2. Empathise with yourself
When you are feeling down, ask yourself if your loved one was in the same situation, what advice will you give him. Would you be as harsh as you are with yourself, or will you try to understand them? When you look at yourself from this context, you tend to become less self-critical.

3. Learn to love yourself
When you like yourself more, and your opinion of yourself elevates, then you’ll stop looking for validation and attention from other people. Start by standing in front of the mirror every morning and telling yourself how much you love yourself. It might be challenging to start with for some people, but it will start coming naturally over a while. After some time, you would begin to mean it. Once your self-esteem improves, you will start attracting more people as most of us get drawn to self-assuredness and people who believe in themselves.
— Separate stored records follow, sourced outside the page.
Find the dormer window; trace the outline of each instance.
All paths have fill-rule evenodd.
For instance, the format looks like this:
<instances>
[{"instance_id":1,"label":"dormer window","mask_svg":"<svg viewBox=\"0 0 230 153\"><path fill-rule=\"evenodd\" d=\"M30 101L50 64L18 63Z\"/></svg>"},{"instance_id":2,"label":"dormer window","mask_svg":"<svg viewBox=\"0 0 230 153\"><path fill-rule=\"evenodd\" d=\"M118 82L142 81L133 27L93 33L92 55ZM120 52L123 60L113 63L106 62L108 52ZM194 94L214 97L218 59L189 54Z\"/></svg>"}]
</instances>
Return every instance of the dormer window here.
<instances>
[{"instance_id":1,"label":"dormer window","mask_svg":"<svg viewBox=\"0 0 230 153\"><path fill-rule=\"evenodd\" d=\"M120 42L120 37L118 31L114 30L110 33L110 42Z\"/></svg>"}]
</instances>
4. Don’t sweat the small stuff
How many times have you berated yourself for not doing something correctly or not being able to do something altogether? Sadly, we all have our standards of perfection, and when we are not able to achieve those standards, we start feeling inadequate. Not being able to clean your house or cook today? Did you forget to wash your son’s football kit? Please don’t give it a lot of importance. Have you ever come across an obituary that read, “And she never forgot to wash her son’s football kit.” No one cares much for it, and you shouldn’t either.

Self-acceptance is also a step towards accepting others. If you are very critical of yourself, it would not be straightforward for you to take others as they are. Be very mindful of what you tell yourself; remember you are talking to the most crucial person in your life.